A savvy programmer, Hall had created lots of Arma 2 mods, adding new weapons and vehicles to the game, and even new missions. But what he had in mind now was fundamentally different. Typically, games try not to frustrate players; if your character is killed, you aren’t forced to start over from the beginning. But Hall thought this stripped gaming of emotion and drama. He wanted to reproduce what he had experienced in the jungle, something filled with agony, frustration, and fear. “I wanted it to be brutal,” he says.

In a hotel room in Singapore, Hall began coding. In his new game, players would begin with almost nothing, stranded in the middle of a barren land, forced to hunt for supplies. If they were killed, they’d lose everything and have to start over. The only mission: Survive.

“Hall wanted to reproduce what he had experienced in the jungle: agony, frustration, and fear.”
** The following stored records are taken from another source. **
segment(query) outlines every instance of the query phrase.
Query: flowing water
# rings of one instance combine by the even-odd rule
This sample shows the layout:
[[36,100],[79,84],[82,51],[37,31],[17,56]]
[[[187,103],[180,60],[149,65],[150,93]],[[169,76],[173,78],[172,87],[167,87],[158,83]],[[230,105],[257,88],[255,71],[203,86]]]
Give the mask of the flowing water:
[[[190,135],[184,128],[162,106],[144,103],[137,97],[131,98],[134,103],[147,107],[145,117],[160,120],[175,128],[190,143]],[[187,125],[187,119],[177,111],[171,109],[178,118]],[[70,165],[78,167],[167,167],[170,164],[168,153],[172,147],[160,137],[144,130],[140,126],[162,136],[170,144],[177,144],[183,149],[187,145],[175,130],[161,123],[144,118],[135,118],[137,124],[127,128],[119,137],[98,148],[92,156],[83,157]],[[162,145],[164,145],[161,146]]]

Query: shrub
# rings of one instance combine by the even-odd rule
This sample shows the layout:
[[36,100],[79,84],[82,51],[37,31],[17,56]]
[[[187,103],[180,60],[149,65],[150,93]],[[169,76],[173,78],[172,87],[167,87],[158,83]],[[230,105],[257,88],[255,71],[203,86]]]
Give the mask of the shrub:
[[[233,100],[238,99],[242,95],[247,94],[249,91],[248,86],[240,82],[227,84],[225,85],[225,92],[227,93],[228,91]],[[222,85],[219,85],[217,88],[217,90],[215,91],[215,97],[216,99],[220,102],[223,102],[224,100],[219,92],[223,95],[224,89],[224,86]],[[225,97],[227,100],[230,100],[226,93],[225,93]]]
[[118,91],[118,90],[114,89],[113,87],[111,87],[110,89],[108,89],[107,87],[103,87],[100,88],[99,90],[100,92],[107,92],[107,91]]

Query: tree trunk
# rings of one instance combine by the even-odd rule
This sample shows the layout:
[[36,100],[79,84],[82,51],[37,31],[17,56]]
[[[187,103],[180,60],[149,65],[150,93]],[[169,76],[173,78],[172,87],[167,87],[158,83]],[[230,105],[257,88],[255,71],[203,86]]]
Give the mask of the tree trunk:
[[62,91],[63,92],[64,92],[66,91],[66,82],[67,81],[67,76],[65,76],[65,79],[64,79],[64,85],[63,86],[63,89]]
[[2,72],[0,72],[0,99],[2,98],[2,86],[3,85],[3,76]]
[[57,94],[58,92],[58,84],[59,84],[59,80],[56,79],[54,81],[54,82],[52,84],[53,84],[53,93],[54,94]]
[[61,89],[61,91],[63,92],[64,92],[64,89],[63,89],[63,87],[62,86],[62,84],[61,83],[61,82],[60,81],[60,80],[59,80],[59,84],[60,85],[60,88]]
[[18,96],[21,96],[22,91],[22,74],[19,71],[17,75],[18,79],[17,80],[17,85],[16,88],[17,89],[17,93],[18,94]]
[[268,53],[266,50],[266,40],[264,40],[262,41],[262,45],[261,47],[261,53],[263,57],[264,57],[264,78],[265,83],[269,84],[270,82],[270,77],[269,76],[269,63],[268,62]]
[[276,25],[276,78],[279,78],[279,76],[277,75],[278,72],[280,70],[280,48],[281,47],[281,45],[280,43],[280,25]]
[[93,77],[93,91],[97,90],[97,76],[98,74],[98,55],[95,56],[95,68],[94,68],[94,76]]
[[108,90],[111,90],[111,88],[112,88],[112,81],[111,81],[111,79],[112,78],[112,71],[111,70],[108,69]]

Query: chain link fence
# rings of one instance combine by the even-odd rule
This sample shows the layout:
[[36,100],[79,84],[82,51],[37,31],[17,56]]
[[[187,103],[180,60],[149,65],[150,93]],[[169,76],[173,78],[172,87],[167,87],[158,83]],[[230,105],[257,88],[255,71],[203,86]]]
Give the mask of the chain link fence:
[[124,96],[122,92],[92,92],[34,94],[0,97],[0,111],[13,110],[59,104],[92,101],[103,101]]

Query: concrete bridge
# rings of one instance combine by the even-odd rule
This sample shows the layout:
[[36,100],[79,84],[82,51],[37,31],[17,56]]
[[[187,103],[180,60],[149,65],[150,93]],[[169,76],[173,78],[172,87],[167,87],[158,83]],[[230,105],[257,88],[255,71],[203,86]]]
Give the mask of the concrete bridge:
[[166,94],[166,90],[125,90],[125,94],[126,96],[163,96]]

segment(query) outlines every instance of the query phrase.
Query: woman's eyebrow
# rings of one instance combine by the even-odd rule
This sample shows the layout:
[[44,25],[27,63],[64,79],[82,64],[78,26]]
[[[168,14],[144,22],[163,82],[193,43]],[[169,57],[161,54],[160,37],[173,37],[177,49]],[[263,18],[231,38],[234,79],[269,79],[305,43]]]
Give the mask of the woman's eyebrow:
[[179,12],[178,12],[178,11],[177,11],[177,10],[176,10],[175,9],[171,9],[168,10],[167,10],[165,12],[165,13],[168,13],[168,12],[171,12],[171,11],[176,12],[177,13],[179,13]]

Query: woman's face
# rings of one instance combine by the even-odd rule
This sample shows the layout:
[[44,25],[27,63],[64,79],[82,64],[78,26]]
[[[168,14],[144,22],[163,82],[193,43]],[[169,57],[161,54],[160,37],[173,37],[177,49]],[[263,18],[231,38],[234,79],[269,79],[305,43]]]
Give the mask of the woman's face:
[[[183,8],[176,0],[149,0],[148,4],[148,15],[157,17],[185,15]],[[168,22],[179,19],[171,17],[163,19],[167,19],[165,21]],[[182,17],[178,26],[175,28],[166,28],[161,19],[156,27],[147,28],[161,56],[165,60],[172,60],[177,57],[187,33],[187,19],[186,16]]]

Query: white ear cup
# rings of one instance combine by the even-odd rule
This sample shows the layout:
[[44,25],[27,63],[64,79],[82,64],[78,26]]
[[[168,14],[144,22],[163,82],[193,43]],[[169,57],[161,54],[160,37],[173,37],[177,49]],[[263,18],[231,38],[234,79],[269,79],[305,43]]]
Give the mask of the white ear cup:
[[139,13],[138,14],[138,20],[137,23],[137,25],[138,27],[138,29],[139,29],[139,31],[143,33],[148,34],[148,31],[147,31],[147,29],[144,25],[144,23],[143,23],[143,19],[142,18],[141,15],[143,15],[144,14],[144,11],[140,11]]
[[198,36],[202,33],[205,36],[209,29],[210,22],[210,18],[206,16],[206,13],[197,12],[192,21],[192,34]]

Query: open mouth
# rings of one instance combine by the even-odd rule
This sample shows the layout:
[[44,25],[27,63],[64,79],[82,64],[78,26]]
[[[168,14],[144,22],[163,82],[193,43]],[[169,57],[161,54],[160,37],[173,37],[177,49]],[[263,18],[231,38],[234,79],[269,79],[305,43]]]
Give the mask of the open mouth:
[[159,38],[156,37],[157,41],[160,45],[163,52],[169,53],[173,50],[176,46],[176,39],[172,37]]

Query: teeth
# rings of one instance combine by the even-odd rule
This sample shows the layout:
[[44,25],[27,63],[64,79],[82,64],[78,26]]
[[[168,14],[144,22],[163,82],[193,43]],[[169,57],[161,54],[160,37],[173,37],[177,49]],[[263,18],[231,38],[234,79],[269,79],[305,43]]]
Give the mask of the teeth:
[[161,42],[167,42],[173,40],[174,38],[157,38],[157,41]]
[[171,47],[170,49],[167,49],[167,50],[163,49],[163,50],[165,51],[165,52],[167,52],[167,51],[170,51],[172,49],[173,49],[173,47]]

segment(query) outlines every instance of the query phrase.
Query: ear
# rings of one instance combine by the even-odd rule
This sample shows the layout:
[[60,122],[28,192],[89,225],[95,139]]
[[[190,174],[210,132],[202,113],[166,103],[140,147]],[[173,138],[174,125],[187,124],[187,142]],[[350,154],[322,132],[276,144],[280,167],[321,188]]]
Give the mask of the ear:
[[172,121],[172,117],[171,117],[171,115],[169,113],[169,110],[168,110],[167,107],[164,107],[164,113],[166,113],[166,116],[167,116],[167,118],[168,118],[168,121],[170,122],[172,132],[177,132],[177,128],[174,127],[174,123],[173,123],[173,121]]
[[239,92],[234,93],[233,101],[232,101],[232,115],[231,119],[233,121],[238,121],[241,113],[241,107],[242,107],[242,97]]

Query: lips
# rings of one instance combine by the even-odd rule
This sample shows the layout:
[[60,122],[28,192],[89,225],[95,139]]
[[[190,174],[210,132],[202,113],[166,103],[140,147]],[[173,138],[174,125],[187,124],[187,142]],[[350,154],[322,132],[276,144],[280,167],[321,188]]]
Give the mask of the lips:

Eventually he hit on the idea to replace Arma‘s terrorists with zombies, but the undead would actually be the least of a player’s concerns. Hall was designing the game as a social experiment: Every time a player logged in, they’d be pitted against other players also hunting for supplies. Players would compete for limited food, water, and weaponry, and their anxiety would make them more deadly than the brain-eaters. The gameplay re-created his feeling of isolation in the jungle, surrounded by dozens of starving strangers, any of whom might be plotting to steal his meager supplies just as he was plotting to steal theirs. Hall wanted the possibility of dying and losing everything to drive players to kill other survivors in order to steal their rations. He would call the game Day Z, a twist on D-Day.

Bohemia Interactive, the Czech company behind Arma 2, actively encourages fans to mess with its game, so there were already hundreds of Arma 2 offshoots. When Hall was building a mod, he would frequently contact a Bohemia developer named Ivan Buchta, usually with an esoteric code question. But after returning from the jungle, Hall had become bored, and this time, while working to finish Day Z in his spare time, he wrote to ask whether Bohemia was hiring. “I was impressed with the mods he’d made in the past,” Buchta says. “We needed help on Arma 3, so we agreed to bring him on.”

It wasn’t a great deal for Hall. He’d have to buy his own ticket to the Czech Republic, take a leave of absence from the New Zealand army (which allows two-year absences), and be paid less than he had been making as a lowly second lieutenant. But he took the job; he was thrilled at the prospect of being in the birthplace of his favorite game. It was like a die-hard Star Wars fan getting hired by Lucasfilm.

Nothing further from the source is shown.